The China stock market has tracked higher in six straight sessions, advancing more than 180 points or 7 percent along the way. The Shanghai Composite now sits just beneath the 2,900-point plateau although its overdue for profit taking on Thursday.
The global forecast for the Asian markets is negative, with many of the overbought regional bourses likely to see profit taking. The European and U.S. markets were mostly lower and the Asian markets figure to follow that lead.
The SCI finished sharply higher again on Wednesday following gains from the financial shares, property stocks and resource companies.
For the day, the index improved 33.18 points or 1.16 percent to finish at 2,896.31 after trading between 2,889.05 and 2,952.45. The Shenzhen Composite Index jumped 19.30 points or 1.24 percent to end at 1,575.28.
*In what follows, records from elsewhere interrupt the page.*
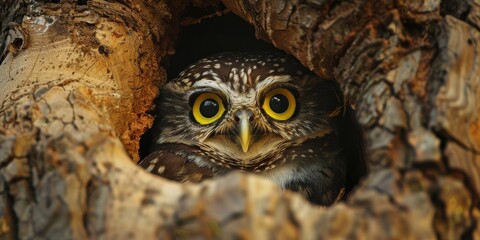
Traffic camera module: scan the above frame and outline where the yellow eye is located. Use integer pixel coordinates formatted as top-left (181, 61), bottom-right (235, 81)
top-left (262, 88), bottom-right (297, 121)
top-left (192, 93), bottom-right (225, 125)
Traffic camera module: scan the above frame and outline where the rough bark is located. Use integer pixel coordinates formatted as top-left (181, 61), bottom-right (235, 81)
top-left (0, 0), bottom-right (480, 239)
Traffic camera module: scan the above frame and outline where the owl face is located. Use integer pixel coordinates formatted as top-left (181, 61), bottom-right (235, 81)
top-left (156, 53), bottom-right (343, 171)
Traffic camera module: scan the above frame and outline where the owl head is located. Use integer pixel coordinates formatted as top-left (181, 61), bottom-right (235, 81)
top-left (155, 53), bottom-right (343, 171)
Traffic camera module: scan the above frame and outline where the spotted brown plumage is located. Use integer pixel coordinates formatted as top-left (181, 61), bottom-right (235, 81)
top-left (139, 53), bottom-right (346, 205)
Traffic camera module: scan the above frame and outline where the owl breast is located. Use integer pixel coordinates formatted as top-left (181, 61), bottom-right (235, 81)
top-left (140, 53), bottom-right (345, 204)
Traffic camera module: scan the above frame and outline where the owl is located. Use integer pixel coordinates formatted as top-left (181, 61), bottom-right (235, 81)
top-left (139, 52), bottom-right (346, 205)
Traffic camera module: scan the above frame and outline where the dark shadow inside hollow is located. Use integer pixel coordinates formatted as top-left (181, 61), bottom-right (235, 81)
top-left (139, 4), bottom-right (366, 202)
top-left (139, 7), bottom-right (281, 159)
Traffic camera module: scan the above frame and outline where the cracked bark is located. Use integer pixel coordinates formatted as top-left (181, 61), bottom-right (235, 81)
top-left (0, 0), bottom-right (480, 239)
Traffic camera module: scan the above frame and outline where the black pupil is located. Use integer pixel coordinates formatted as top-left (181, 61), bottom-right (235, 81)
top-left (270, 94), bottom-right (288, 113)
top-left (200, 99), bottom-right (219, 118)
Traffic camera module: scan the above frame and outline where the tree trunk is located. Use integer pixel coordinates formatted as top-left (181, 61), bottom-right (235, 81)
top-left (0, 0), bottom-right (480, 239)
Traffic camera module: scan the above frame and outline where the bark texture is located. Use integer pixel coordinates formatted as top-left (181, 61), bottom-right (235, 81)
top-left (0, 0), bottom-right (480, 239)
Among the actives, Industrial and Commercial Bank of China collected 0.67 percent, while China Construction Bank added 0.78 percent, China Merchants Bank soared 3.08 percent, Bank of Communications climbed 1.12 percent, China Life Insurance surged 3.53 percent, Jiangxi Copper rallied 1.35 percent, Aluminum Corp of China (Chalco) jumped 1.93 percent, Yankuang Energy gained 0.55 percent, PetroChina rose 0.48 percent, China Petroleum and Chemical (Sinopec) shed 0.59 percent, Huaneng Power perked 0.15 percent, China Shenhua Energy strengthened 1.46 percent, Gemdale improved 1.23 percent, Poly Developments advanced 1.47 percent, China Vanke accelerated 2.67 percent and Bank of China was unchanged.
The lead from Wall Street is soft as the major averages opened mixed on Wednesday but trended lower throughout the session, finally ending mostly in the red.
The Dow stumbled 293.47 points or 0.70 percent to finish at 41,914.75, while the NASDAQ perked 7.68 points or 0.04 percent to close at 18,082.21 and the S&P 500 dipped 10.67 points or 0.19 percent to end at 5,722.26.
The mixed performance on Wall Street came as traders expressed some uncertainty about the near-term outlook for the markets following recent strength, which has lifted the Dow and the S&P 500 to record highs.
In economic news, the Commerce Department released a report showing new home sales pulled back sharply in the month of August.
Data on weekly jobless claims, durable goods orders and personal income and spending are due later this week, while Fed Chair Jerome Powells speech later today is also in focus.
Oil prices fell sharply Wednesday on uncertainty about the outlook for demand and easing concerns over supply disruptions in Libya. West Texas Intermediate Crude oil futures for November sank $1.87 or 2.6 percent at $69.69 a barrel.